As for the Avs, they were a powerhouse as well.
 
It gets really tough at a point. Some of these pre-butterfly guys would get eaten alive today. And if you tossed MAF back to 1970, he'd have done pretty well. I'm taking MAF over Barasso any day of the year or decade as well.

I also feel like Carey Price should be higher. On the same level as Fuhr, Cujo, and Vernon? That seems off.
One can not grade/valuate goalies by virtually place them in different eras. I am a bike rider, if I competed in 1934 I would do pretty good.
 
Patrick Roy is the most clutch goalie ever. Dominik Hasek is the most talented goalie ever. Martin Brodeur is the most consistent goalie ever. You decide which you value most. For me that's Roy. But I will say Hasek's best is better than anyone else's best. Ken Dryden and Terry Sawchuk are in this conversation too. For me, the rest of the top 10, not necessarily in order is Jacques Plante, Glenn Hall, Billy Smith, Grant Fuhr and Bernie Parent.
 
Dryden 8 season played:
Six Cups
Five Vézina
46 shutouts vs 57 losses

He’s definitely up there with Hasek and Sawchuck.
Top tier:
Hasek, Dryden, Sawchuck, Tretiak. (Don’t care he wasn’t in the nhl; he was brilliant)

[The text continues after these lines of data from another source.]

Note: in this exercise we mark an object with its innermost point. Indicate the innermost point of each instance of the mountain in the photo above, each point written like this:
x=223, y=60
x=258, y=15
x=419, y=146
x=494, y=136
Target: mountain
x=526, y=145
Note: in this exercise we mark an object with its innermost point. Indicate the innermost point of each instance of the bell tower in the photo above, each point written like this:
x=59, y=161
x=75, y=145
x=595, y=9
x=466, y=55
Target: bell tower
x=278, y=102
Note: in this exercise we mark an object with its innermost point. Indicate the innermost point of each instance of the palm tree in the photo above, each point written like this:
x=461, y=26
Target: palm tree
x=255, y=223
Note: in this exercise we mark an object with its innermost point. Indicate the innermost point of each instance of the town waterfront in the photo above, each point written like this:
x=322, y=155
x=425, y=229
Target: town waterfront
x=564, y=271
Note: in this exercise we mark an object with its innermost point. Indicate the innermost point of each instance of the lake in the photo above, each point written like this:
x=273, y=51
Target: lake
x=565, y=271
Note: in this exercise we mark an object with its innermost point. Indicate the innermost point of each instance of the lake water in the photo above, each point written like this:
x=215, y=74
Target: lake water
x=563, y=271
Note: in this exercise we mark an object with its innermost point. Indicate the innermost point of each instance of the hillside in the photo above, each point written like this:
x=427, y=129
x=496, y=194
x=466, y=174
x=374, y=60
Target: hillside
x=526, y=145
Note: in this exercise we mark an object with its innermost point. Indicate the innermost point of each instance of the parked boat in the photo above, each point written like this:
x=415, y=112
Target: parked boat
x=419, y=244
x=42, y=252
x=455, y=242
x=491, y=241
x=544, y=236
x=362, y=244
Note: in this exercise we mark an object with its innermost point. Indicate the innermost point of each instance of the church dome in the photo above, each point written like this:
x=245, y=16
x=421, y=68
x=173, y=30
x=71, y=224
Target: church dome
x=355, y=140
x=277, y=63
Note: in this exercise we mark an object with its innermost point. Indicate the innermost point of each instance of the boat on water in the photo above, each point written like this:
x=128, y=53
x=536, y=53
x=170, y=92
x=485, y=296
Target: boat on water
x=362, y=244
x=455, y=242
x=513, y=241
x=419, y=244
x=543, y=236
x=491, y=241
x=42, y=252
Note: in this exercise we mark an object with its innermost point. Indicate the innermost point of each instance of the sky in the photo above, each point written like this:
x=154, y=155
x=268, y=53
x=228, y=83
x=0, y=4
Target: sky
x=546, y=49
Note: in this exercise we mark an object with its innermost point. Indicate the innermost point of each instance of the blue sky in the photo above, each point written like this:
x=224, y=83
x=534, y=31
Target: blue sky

His first five seasons aside, Sawchuk was actually pretty mediocre relative to other goalies in his time. Except maybe his tandem years with Bower. Plante much much better and I would take several others over Sawchuk as well.
 
One can not grade/valuate goalies by virtually place them in different eras. I am a bike rider, if I competed in 1934 I would do pretty good.
Assuming you did time travel.

If you were born in that era...maybe not so much? This is why I find intergenerational comparisons impossible to make, way too many variables that are impossible to account for
 
Assuming you did time travel.

If you were born in that era...maybe not so much? This is why I find intergenerational comparisons impossible to make, way too many variables that are impossible to account for
I'm pretty sure that was the point johan f was making.

Intergenerational comparisons may not be easy, but they're not impossible to make as long as you are judging an athlete's performance versus their peers.